Hi guys, I'm developing a little gadget based on Arduino Nano v3 and I'd like to prevent others to read, modify or overwrite my sketch...
I thought I could fill with a black resin my box but what about the code and the usb access?
On usb I need the serial monitor working so just disable (se or hw) the sketch reading writing would be fine

jremington

#1
Nov 01, 2017, 05:16 pm Last Edit: Nov 01, 2017, 05:19 pm by jremington
Your sketch in not on the Arduino -- only a translated, machine code version is uploaded, and it is very difficult to interpret.
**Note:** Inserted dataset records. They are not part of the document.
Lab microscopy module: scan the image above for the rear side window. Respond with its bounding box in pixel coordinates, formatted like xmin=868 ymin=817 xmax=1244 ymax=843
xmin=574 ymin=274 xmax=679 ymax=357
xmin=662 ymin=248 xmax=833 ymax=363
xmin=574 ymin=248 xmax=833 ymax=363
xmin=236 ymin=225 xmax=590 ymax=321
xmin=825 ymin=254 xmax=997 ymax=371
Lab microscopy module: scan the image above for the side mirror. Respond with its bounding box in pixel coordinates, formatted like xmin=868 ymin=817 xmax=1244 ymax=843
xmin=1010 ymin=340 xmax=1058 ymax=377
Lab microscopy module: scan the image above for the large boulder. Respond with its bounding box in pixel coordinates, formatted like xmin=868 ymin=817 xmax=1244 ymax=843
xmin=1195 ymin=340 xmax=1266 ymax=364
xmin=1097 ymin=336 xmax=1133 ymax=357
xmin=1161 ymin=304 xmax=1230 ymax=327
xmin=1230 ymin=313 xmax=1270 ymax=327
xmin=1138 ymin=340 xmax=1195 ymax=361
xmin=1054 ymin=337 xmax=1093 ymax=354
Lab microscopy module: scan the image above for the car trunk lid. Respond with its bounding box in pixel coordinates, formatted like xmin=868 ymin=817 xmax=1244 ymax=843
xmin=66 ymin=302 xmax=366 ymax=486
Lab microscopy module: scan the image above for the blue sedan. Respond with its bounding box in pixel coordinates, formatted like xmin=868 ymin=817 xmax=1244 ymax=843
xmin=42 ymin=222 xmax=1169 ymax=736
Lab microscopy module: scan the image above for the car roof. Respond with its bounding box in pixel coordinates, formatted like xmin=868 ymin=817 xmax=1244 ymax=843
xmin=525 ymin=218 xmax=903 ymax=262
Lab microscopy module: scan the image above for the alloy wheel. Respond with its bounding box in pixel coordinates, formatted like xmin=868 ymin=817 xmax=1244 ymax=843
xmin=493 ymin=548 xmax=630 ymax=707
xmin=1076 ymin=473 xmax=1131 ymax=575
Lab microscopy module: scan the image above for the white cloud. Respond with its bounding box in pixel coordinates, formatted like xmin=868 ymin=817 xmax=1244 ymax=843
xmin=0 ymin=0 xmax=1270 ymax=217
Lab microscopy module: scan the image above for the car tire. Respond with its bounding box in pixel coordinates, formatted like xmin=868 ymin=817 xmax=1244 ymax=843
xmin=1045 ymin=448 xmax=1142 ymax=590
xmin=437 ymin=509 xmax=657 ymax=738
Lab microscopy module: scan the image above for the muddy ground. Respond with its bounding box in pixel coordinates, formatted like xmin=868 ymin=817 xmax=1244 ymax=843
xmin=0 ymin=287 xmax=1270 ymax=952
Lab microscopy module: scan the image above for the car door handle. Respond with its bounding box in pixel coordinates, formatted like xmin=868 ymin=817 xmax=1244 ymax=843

However, you can set the code protection or "lock" bits, which in principle prevents people from reading even the machine code. That does not prevent anyone from erasing everything, and reprogramming your gizmo for something else.

Markino76

Thanks, can you help me with that code protection and lock bit? How to set it?

jremington


dannable

Once I had figured out how your program works, how long would it take me to write my own version? That would be quicker than downloading and disassembling what was on the processor.
Beginners guide to using the Seeedstudio SIM900 GPRS/GSM Shield

Markino76

Ok but... what about preventing "cloning" my gadget?
I'd like to be sure no one can just download my sketch and upload on another Arduino based gadget without undestrabd how it works.
For instance I'd implement my own communication protocol....

Delta_G

I see people all the time worried that someone might steal their code.  There are a few things you need to understand:

1.  Given access to the device and unlimited resources there is nothing you can do to stop me from getting the program out.  Eventually I'm down to the level of spending tons of money to disassemble the chip and an electron microscope to try to read out the ROM, so you might make it very hard but can never make it imposible.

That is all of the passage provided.